Update 2
The taper ratio formula seems to be correct. The crosscheck stress calculation error mentioned in the Update 1 below is found to be due to:
a) incorrectly calculated tether volume (and therefore mass). I assumed a linear change of cross section area across the tether length. In fact, to achieve the uniform strength, a logarithmic increase in erea is required.
b) not accounting for varying gravity across the altitude (from 8.87001 m/s2 at the surface to 8.72529 m/s2 at 50 km altitude).
The tether mass values are now corrected in the text of the Update 1 below.
In this answer I will try to summarize practical challenges of the basalt fiber tether from mechanical point of view (i.e. assuming questions of what the aerostat is and how it's placed in its designated point are already solved), some of which are already mentioned in the comments to the question.
Deviations from theoretical mechanical strength.
According to article "Natural and man-made fibers: Physical and mechanical properties" by
M. De Araújo, Fibrous and Composite Materials for Civil Engineering Applications, 2011:
The manufacture of basalt fibre requires the melting of the quarried basalt rock to about 1400 °C, this is then extruded through small nozzles to produce continuous filaments of basalt fibre.
Imperfections are virtually impossible to avoid in practical manufacturing of any type of construction materials.
Some of the manufacturing challenges can be found in the article "Basalt Fibres" by Boris Mahltig, Inorganic and Composite Fibers, 2018, among them are possible inhomogenities of the natural basalt stones (the raw material) and problems with the non-homogeneous formation of material structure (and therefore worsened and non-reproducible mechanical properties) during cooling (solidification) phase.
Achieving uniform taper. 50km of continuous wire is a very large length; I'm not quite sure that achieving uniform taper over this length is even possible.
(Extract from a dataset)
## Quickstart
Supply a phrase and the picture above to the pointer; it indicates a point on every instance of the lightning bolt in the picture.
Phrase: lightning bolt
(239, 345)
In order to achieve this, the orifice through which the molten basalt is extruded has to increase in controllable and continuous manner from 1.128 mm to 2.044 mm at a rate of 0.018 micrometers per 1m of the tether.
Minimum bending radius for winding onto a reel.
Having elasticity modulus of ~85 GPa, basalt wire is surprisingly flexible:
From formulas in this page, we can calculate the bending radius as
R=(E/S)*y,
Where E is elasticity modulus, S is stress and y is the wire cross-section radius.
Let's assume safety factor of 10 (by allowing stress to be 10 times less than ultimate tensile stress of 3 GPa), then:
R=(85/0.3)*1.022=289.6 mm, which is not too small, but quite achievable.
The spring effect of the wound wire might be a practical problem though, in which case the reel diameter needs to be increased.
Speed of winding/unwinding needs to be slow enough to not heat up the parts of guiding mechanism which are in direct contact with the wire. (I assume some sort of guiding mechanism has to be involved in order to guide the wire as it winds on the reel through its width, otherwise 50 km of the wire will end up extremely messy on the reel)
Uniformity of layers on the reel. It would be practically hard to neatly guide the winding of such a small (and tapering) diameter. This will result in local contact stresses and local bending over underlying wires with much smaller local radius, hence larger stresses.
Fatigue and Fracture toughness. Over numerous cycles of winding/unwinding micro cracks may occur and propagate. I don't know how basalt performs specifically, but brittle materials overall are not very resilient to fatigue and have low fracture toughness.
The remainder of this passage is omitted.